We run around 3000 iterations of S3 suspend in our weekly stress tests, and we discovered an issue on the Dell Precision 3520. We consistently receive mce hardware errors at a rate of about 33% of the time (once out of each 3 runs). After running mcelog this is the data acquired from a single test run:

Hardware event. This is not a software error.
MCE 0
CPU 0 BANK 6
MISC 3880000086 ADDR fef20080
TIME 1548375775 Thu Jan 24 16:22:55 2019
MCG status:
MCi status:
Error overflow
Uncorrected error
MCi_MISC register valid
MCi_ADDR register valid
Processor context corrupt
MCA: corrected filtering (some unreported errors in same region)
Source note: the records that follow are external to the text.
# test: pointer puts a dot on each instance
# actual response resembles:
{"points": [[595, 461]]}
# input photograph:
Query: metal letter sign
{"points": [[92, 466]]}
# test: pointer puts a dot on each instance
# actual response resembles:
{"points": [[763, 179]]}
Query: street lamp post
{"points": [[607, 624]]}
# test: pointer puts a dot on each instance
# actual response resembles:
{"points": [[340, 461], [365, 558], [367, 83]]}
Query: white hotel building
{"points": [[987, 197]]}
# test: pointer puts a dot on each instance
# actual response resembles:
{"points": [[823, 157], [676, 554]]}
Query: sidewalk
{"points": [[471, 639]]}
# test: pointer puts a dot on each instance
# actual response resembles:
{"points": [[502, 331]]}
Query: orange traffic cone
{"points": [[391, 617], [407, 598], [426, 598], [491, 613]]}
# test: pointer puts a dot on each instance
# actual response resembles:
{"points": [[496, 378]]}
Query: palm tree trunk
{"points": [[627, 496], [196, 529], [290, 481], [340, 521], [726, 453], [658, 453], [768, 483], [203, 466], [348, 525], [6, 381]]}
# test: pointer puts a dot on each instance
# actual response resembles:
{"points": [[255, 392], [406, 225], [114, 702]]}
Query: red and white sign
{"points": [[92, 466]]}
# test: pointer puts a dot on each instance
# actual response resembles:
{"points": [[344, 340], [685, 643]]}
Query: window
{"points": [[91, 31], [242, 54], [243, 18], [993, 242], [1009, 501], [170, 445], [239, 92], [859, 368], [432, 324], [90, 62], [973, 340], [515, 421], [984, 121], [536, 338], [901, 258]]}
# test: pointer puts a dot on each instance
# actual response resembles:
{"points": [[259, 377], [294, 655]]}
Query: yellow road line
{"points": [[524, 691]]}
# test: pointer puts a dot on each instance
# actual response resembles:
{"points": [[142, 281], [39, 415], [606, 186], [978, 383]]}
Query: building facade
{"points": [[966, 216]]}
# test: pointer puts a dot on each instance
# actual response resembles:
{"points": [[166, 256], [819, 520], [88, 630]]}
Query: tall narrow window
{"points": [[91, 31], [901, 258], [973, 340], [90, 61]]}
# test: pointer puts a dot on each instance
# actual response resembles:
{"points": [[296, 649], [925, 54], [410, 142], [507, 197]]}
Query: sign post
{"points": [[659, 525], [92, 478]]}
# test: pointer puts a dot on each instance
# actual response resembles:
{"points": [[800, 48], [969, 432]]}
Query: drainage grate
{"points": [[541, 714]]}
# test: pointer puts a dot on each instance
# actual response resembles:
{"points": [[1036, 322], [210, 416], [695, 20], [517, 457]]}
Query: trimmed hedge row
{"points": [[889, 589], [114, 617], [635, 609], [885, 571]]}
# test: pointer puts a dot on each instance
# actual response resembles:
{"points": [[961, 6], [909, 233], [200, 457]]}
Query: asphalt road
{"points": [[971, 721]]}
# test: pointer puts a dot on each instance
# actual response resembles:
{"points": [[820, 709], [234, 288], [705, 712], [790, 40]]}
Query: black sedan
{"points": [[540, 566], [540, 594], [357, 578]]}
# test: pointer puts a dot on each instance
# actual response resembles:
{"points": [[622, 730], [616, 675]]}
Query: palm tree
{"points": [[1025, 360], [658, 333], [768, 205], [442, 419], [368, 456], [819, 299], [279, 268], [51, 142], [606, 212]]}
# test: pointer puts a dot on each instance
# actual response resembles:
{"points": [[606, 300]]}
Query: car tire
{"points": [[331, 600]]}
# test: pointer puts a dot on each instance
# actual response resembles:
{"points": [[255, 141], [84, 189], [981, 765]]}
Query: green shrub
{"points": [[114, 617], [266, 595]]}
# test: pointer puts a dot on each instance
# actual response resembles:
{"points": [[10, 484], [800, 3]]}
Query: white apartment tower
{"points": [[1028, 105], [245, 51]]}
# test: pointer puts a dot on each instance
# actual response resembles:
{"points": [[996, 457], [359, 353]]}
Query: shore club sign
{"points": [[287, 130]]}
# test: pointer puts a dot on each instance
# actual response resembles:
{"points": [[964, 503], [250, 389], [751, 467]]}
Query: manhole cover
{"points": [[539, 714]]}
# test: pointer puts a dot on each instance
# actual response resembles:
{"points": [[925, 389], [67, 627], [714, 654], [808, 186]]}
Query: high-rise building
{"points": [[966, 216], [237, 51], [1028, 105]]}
Generic CACHE Level-2 Generic Error
STATUS ee2000000040110a MCGSTATUS 0
MCGCAP c0a APICID 0 SOCKETID 0
MICROCODE c6
CPUID Vendor Intel Family 6 Model 94
Hardware event. This is not a software error.
MCE 1
CPU 0 BANK 7
MISC 3880000086 ADDR fef200c0
TIME 1548375775 Thu Jan 24 16:22:55 2019
MCG status:
MCi status:
Error overflow
Uncorrected error
MCi_MISC register valid
MCi_ADDR register valid
Processor context corrupt
MCA: corrected filtering (some unreported errors in same region)
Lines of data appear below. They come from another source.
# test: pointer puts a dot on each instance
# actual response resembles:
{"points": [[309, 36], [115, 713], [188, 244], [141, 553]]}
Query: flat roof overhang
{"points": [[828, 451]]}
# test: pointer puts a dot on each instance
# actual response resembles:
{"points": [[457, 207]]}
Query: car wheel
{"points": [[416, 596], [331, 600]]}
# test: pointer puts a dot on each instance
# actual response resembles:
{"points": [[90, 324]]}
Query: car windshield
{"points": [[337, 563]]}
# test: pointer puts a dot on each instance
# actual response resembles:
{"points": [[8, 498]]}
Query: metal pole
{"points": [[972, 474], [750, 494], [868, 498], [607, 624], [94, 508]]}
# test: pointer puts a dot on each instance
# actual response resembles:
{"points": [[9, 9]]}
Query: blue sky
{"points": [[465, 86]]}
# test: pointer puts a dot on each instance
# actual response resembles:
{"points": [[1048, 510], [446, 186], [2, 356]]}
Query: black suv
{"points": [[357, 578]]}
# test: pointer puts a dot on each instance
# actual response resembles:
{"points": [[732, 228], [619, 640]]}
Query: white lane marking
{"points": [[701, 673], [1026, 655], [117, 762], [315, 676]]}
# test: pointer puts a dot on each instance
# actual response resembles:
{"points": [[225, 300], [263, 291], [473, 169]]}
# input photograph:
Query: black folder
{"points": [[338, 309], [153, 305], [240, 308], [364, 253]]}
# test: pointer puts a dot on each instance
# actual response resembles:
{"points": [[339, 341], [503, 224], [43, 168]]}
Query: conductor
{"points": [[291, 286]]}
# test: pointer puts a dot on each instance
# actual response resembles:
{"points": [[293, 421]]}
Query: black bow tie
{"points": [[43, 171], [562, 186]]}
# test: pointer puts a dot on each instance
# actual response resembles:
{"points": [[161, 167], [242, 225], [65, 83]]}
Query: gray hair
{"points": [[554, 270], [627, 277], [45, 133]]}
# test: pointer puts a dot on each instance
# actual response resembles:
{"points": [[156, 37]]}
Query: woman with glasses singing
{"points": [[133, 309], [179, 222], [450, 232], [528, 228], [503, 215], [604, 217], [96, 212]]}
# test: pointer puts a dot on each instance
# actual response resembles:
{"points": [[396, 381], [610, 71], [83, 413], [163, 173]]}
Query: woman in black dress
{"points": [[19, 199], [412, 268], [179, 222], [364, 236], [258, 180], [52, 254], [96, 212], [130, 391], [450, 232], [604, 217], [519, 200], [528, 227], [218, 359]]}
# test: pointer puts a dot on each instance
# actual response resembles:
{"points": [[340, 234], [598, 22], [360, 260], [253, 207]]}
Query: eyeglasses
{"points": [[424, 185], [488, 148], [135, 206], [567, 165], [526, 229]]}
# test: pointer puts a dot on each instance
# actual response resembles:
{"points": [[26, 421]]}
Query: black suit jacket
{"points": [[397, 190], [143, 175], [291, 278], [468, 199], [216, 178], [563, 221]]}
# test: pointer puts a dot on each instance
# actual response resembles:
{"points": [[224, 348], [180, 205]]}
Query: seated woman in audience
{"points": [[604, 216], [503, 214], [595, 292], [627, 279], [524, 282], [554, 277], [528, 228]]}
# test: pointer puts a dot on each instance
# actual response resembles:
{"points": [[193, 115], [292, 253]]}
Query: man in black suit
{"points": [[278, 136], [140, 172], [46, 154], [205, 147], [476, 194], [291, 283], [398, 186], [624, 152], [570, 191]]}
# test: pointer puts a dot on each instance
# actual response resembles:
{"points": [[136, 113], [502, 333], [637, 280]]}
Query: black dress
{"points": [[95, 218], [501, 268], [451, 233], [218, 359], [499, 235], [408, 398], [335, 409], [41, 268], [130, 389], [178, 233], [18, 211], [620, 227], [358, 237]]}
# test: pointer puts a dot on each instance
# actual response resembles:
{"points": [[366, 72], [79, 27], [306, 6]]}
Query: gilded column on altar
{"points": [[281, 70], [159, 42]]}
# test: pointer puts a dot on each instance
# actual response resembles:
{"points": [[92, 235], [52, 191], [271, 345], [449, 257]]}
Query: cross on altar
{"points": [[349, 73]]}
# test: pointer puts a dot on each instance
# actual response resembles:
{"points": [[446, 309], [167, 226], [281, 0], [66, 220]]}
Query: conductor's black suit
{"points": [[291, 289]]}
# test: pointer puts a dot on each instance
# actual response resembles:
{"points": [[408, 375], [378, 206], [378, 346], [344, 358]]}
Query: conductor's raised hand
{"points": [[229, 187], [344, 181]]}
Generic CACHE Level-2 Generic Error
STATUS ee2000000040110a MCGSTATUS 0
MCGCAP c0a APICID 0 SOCKETID 0
MICROCODE c6
CPUID Vendor Intel Family 6 Model 94
Hardware event. This is not a software error.
MCE 2
CPU 0 BANK 8
MISC 3880000086 ADDR fef20000
TIME 1548375775 Thu Jan 24 16:22:55 2019
MCG status:
MCi status:
Error overflow
Uncorrected error
MCi_MISC register valid
MCi_ADDR register valid
Processor context corrupt
MCA: corrected filtering (some unreported errors in same region)
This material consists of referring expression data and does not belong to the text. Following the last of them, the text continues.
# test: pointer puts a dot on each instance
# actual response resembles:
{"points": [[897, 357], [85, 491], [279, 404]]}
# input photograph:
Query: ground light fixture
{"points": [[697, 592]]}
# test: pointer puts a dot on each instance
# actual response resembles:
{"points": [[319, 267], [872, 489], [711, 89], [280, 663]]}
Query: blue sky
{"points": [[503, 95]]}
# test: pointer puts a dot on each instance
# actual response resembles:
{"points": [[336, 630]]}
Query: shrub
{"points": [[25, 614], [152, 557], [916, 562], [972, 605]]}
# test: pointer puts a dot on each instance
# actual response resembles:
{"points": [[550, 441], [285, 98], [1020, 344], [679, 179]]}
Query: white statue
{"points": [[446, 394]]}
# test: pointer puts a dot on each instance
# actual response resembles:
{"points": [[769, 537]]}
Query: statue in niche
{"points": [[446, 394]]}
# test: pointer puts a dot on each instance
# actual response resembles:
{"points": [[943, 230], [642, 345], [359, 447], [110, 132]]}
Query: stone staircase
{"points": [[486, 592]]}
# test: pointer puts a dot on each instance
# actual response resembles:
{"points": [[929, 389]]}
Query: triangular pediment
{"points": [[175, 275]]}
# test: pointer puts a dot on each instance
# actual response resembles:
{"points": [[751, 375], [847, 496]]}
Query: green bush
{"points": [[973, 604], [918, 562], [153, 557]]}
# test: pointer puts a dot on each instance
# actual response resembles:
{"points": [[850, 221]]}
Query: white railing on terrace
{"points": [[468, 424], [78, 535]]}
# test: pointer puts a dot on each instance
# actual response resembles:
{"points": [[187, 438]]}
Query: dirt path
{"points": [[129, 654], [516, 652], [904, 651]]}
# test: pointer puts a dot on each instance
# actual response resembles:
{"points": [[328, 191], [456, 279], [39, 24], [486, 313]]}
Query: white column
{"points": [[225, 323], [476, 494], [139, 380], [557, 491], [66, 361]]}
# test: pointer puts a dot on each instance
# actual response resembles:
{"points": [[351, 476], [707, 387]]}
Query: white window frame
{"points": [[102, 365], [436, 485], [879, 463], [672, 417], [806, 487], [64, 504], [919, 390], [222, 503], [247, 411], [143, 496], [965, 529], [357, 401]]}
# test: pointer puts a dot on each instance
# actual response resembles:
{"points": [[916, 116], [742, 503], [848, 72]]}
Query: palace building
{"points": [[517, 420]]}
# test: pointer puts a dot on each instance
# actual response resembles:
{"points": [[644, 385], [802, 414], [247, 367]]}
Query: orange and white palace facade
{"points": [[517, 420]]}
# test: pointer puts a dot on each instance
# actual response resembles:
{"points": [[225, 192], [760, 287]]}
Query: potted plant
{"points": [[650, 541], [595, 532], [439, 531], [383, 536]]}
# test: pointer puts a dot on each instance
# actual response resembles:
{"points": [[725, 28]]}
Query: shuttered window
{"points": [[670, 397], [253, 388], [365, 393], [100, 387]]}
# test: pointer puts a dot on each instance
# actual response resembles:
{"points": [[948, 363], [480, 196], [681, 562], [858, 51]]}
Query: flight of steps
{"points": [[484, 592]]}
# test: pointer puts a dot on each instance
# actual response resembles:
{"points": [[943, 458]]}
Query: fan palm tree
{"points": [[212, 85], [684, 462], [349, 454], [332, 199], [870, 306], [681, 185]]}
Generic CACHE Level-2 Generic Error
STATUS ee2000000040110a MCGSTATUS 0
MCGCAP c0a APICID 0 SOCKETID 0
MICROCODE c6
CPUID Vendor Intel Family 6 Model 94
Hardware event. This is not a software error.
MCE 3
CPU 0 BANK 9
MISC 3880000086 ADDR fef20040
TIME 1548375775 Thu Jan 24 16:22:55 2019
MCG status:
MCi status:
Error overflow
Uncorrected error
MCi_MISC register valid
MCi_ADDR register valid
Processor context corrupt
MCA: corrected filtering (some unreported errors in same region)
Generic CACHE Level-2 Generic Error
STATUS ee2000000040110a MCGSTATUS 0
MCGCAP c0a APICID 0 SOCKETID 0
MICROCODE c6
CPUID Vendor Intel Family 6 Model 94

The sleepgraph timeline for this run is attached (this info is in the log as well).
Comment 1 Todd Brandt 2019-01-25 01:05:48 UTC
Created attachment 280751 [details]
boot dmesg
Comment 2 Len Brown 2019-01-25 01:10:50 UTC
Boot dmesg shows MCE also, at different offsets on this page: fef20000

Not immediately clear what is at that address...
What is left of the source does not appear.